Automating DCF Models with AI: A Step-by-Step Guide for Analysts
The Discounted Cash Flow (DCF) model is the fundamental tool of valuation, but for many analysts, it’s a source of immense repetitive work. Setting up the “skeleton”—linking the three statements, calculating Free Cash Flow (FCF) for each year, determining the Terminal Value, and discounting it all back—is a process that invites fat-finger errors and broken links.
In 2026, building a DCF doesn’t start with an empty Sheet1. It starts with a prompt in o11. Here is how you can automate a professional-grade DCF model.
Step 1: Architecting the Skeleton
Instead of manually typing years across a header and setting up line items, you can give o11 a high-level architectural prompt.
- Prompt: “Build a 5-year DCF model structure. Include lines for Revenue, COGS, OpEx, Depreciation, Taxes, and CapEx. Include a separate section for the WACC calculation and a Terminal Value calculation using the Gordon Growth Method.”
- The Result: o11 builds the tabs, labels the cells, and formats the structure to professional institutional standards.
Step 2: Intelligent Data Ingestion
A model is only as good as its inputs. Normally, you’d have a PDF of a 10-K open on one screen and your Excel sheet on the other.
- Prompt: “Populate the historical data for the last 3 years from the attached Annual Report. Ensure the EBITDA matches the ‘Adjusted EBITDA’ reconciliation on page 42.”

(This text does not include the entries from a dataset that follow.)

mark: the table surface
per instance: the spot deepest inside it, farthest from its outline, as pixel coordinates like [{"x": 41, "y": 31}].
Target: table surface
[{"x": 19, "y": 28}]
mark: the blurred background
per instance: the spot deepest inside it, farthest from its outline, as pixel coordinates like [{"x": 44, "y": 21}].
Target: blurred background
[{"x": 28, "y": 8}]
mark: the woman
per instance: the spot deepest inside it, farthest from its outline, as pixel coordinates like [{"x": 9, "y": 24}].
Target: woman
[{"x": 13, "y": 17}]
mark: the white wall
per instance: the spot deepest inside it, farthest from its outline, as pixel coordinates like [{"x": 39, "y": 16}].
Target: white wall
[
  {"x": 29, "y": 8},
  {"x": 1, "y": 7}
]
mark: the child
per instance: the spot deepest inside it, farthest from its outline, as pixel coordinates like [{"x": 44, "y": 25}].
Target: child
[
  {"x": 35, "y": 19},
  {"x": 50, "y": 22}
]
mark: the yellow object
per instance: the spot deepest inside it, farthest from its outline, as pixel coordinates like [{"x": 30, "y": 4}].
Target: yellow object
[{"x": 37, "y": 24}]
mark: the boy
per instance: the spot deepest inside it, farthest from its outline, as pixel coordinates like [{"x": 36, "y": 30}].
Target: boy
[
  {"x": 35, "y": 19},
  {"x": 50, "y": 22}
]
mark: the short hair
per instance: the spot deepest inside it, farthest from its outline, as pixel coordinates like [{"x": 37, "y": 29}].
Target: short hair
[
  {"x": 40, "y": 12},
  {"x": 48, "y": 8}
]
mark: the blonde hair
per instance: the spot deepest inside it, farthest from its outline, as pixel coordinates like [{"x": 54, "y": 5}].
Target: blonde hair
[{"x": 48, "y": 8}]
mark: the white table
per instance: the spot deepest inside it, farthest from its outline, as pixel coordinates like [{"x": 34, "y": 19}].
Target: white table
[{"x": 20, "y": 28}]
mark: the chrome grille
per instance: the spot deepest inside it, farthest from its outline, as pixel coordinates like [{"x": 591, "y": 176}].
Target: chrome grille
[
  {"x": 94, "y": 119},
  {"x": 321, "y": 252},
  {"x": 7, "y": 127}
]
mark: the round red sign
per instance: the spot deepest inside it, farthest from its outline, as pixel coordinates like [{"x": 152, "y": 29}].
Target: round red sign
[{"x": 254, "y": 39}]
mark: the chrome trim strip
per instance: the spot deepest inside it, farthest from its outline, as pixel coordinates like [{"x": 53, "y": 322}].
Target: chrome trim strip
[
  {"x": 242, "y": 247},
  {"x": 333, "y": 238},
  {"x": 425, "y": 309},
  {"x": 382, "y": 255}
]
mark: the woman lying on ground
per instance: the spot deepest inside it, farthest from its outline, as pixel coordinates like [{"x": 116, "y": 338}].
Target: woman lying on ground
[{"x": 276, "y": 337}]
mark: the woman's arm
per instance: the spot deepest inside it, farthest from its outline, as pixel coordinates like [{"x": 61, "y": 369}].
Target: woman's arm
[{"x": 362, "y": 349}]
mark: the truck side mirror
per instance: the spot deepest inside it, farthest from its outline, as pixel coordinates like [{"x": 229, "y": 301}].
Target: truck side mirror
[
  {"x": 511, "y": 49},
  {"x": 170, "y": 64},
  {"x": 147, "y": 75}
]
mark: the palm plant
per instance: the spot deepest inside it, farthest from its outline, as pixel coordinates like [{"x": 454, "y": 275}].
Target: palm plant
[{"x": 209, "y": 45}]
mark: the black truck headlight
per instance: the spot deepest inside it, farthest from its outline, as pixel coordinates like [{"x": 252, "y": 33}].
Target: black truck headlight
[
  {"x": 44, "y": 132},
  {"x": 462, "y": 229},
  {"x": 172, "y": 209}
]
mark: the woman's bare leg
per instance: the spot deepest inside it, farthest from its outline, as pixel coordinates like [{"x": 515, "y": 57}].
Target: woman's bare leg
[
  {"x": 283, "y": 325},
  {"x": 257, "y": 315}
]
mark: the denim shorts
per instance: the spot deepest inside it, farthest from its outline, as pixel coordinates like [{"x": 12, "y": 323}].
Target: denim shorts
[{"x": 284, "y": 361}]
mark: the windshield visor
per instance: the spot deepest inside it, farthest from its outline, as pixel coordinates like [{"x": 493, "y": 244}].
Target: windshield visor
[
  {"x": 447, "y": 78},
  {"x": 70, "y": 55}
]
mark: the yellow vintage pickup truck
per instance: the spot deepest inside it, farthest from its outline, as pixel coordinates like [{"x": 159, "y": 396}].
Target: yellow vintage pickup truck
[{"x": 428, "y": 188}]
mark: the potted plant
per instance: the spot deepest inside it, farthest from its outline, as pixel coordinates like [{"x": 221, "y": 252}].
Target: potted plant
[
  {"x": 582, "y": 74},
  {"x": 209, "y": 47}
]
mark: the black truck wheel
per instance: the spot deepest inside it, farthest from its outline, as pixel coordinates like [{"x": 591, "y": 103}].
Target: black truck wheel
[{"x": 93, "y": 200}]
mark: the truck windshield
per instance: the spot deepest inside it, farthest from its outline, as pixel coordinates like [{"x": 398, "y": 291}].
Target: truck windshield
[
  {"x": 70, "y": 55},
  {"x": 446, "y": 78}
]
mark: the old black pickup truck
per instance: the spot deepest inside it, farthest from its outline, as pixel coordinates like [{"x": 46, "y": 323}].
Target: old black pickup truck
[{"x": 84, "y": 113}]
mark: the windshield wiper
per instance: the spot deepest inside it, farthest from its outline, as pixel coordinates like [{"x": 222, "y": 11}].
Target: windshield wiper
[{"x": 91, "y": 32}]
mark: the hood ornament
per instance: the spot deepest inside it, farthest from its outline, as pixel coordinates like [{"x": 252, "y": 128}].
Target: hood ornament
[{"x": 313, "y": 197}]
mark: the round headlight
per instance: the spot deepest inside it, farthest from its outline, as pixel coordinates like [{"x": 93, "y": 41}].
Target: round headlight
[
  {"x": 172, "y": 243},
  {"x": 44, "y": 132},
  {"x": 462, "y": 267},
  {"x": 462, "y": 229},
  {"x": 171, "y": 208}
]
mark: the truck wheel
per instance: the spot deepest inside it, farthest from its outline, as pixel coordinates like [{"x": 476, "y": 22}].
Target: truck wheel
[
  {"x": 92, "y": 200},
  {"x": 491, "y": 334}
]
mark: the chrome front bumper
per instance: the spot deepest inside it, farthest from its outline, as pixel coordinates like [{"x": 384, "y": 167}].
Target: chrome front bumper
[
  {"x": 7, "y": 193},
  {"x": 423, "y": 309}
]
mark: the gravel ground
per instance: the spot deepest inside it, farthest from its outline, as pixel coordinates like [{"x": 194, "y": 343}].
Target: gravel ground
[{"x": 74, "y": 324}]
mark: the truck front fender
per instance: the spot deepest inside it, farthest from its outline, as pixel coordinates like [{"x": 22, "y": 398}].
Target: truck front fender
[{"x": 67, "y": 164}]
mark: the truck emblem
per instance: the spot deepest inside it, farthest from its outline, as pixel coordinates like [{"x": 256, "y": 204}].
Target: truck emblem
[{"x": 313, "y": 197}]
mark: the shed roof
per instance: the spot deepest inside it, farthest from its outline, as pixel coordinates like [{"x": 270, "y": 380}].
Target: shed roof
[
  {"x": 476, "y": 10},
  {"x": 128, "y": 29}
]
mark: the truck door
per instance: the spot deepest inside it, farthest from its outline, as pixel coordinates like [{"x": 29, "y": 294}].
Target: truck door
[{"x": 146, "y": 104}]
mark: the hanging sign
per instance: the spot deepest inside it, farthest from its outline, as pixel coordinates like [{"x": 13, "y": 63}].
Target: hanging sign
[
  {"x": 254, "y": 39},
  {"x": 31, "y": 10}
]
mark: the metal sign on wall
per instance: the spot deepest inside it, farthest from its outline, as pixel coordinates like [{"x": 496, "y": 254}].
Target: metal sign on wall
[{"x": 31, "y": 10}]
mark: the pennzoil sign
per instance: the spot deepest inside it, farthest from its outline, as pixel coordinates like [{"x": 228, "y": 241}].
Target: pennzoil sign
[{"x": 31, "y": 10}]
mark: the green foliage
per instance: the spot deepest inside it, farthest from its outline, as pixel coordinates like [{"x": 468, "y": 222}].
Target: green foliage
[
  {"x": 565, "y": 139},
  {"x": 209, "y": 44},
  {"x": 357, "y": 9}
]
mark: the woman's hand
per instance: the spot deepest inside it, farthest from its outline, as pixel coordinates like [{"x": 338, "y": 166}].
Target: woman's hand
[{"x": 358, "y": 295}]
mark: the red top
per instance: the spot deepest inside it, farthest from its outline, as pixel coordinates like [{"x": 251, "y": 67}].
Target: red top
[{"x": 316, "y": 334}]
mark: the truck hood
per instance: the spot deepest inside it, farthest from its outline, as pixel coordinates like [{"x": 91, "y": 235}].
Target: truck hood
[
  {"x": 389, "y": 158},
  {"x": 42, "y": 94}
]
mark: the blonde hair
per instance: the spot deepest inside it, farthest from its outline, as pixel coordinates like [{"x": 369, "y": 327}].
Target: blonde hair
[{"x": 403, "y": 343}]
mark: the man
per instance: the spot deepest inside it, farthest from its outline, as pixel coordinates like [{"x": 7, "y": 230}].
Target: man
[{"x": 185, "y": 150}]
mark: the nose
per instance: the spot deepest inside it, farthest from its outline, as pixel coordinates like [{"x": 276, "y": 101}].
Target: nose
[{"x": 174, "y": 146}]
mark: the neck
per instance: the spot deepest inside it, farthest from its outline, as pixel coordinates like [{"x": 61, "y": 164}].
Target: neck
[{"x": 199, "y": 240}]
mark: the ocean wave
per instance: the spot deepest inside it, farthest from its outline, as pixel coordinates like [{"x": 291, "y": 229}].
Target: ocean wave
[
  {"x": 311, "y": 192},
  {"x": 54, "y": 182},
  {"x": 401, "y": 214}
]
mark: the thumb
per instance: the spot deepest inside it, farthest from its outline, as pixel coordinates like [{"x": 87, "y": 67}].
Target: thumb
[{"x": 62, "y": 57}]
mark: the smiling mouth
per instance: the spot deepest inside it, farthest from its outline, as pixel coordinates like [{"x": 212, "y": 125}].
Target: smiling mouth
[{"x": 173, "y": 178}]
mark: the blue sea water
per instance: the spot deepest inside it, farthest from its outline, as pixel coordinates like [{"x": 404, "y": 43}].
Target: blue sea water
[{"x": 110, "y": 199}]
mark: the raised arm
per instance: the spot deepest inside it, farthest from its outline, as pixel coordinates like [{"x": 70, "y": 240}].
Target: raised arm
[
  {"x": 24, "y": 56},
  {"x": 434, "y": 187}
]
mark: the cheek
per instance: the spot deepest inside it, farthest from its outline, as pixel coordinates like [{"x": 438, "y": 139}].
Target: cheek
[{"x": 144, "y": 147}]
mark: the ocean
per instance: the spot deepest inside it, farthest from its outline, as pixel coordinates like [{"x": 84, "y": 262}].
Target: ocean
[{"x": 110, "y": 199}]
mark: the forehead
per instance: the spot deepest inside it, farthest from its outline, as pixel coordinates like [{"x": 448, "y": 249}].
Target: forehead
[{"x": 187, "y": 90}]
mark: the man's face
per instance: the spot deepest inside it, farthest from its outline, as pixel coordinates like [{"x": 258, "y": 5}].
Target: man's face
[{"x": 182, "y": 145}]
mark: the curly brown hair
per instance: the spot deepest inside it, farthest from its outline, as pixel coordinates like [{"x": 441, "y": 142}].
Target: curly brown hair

- The Result: o11 extracts the relevant figures and places them in your model with a citation link, so you can hover over the cell and see the source snippet.
Step 3: Generative Projections
This is where the analyst’s judgment comes in. o11 handles the math, you handle the assumptions.
- Prompt: “Project Revenue at a 15% CAGR for the first 3 years, step-down to 10% for the final 2 years. Keep Gross Margin constant at 40% but assume 100bps of OpEx leverage year-over-year as the company scales.”
- The Result: o11 writes the formulas across the 5 projection years based on your logic. These are standard Excel formulas, not “AI black box” code, meaning you can audit them yourself.
Step 4: Sensitivity Analysis & Output
Once the base case is set, the job is to stress-test it.
- Prompt: “Create a sensitivity table for the Final Share Price based on WACC (increments of 0.25%) vs. Terminal Growth Rate (increments of 0.1%).”
- The Result: o11 builds the Data Table instantly.
The M365 Advantage: Excel to PowerPoint
The biggest bottleneck in a deal process is taking that Excel model and putting it into a pitchbook.
- The Integration: You can ask o11: “Take this DCF summary and the sensitivity table and insert them as formatted tables in our Valuation deck in PowerPoint.”
Verdict
By using o11 to handle the structural and formula-heavy lifting of a DCF, analysts can shift their focus from building the model to defending the assumptions. This results in faster turnarounds for clients and more robust, error-free valuations.